Van Eck sighed and crouched down to turn the body over. “We’ve lost another,” he said.

The boy was young, the bare scraps of a mustache on his upper lip.

Van Eck gave orders to the guard who had let them in, and with help from one of Van Eck’s retinue they lifted the corpse and took it from the room. The other guards didn’t react, just continued to stare ahead.

Kaz recognized one of them—Henrik Dahlman, the captain of the stadwatch.

“Dahlman?” he queried, but the man made no response. Kaz waved a hand in front of the captain’s face, then gave him a hard flick on the ear. Nothing but a slow, disinterested blink. Kaz raised his pistol and aimed it directly at the captain’s forehead. He cocked the hammer. The captain didn’t flinch, didn’t react. His pupils didn’t contract.

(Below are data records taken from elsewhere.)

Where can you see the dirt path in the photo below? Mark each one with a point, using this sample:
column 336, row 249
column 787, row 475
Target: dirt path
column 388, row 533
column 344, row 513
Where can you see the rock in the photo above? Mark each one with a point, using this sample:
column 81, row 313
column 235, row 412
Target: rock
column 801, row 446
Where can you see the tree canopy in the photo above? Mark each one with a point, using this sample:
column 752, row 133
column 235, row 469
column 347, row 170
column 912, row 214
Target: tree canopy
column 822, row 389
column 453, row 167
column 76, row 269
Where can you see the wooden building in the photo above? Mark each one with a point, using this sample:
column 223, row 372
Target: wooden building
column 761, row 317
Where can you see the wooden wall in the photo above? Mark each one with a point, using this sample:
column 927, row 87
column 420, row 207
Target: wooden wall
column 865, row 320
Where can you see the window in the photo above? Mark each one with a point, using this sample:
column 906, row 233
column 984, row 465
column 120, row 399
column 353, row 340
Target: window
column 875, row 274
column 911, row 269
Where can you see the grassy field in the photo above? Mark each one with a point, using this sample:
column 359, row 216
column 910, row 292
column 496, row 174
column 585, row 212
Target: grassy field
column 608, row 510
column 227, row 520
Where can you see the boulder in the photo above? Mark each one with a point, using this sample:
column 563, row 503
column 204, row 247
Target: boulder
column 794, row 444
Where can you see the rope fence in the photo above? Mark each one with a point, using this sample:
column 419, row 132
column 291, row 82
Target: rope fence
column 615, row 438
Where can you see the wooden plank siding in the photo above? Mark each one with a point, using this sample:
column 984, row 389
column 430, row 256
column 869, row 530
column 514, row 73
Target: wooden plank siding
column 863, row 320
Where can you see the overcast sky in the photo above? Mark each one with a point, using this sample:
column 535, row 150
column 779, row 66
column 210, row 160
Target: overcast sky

“He’s as good as dead,” said Van Eck. “Shoot. Blow his brains out. He won’t protest and the others won’t react.”

Kaz lowered his weapon, a chill settling deep into his bones. “What is this? What happened to them?”

“The Grisha was a Corporalnik serving her indenture with Councilman Hoede’s household. He thought because she was a Healer and not a Heartrender, he was making the safe choice to test the parem.”

Seemed smart enough. Kaz had seen Heartrenders at work. They could rupture your cells, burst your heart in your chest, steal the breath from your lungs, or lower your pulse so that you dropped into a coma, all while never laying a finger on you. If even part of what Van Eck said was true, the idea of one of them dosed with jurda parem was a daunting proposition. So the merchers had tried the drug on a Healer instead. But apparently things hadn’t gone according to plan.

“You gave her the drug, and she killed her master?”

“Not exactly,” Van Eck said, clearing his throat. “They had her in that observation cell. Within seconds of consuming the parem, she took control of the guard inside the chamber—”

“How?”

“We don’t know exactly. But whatever method she used, it allowed her to subdue these guards as well.”

“That’s not possible.”

“Isn’t it? The brain is just one more organ, a cluster of cells and impulses. Why shouldn’t a Grisha under the influence of jurda parem be able to manipulate those impulses?”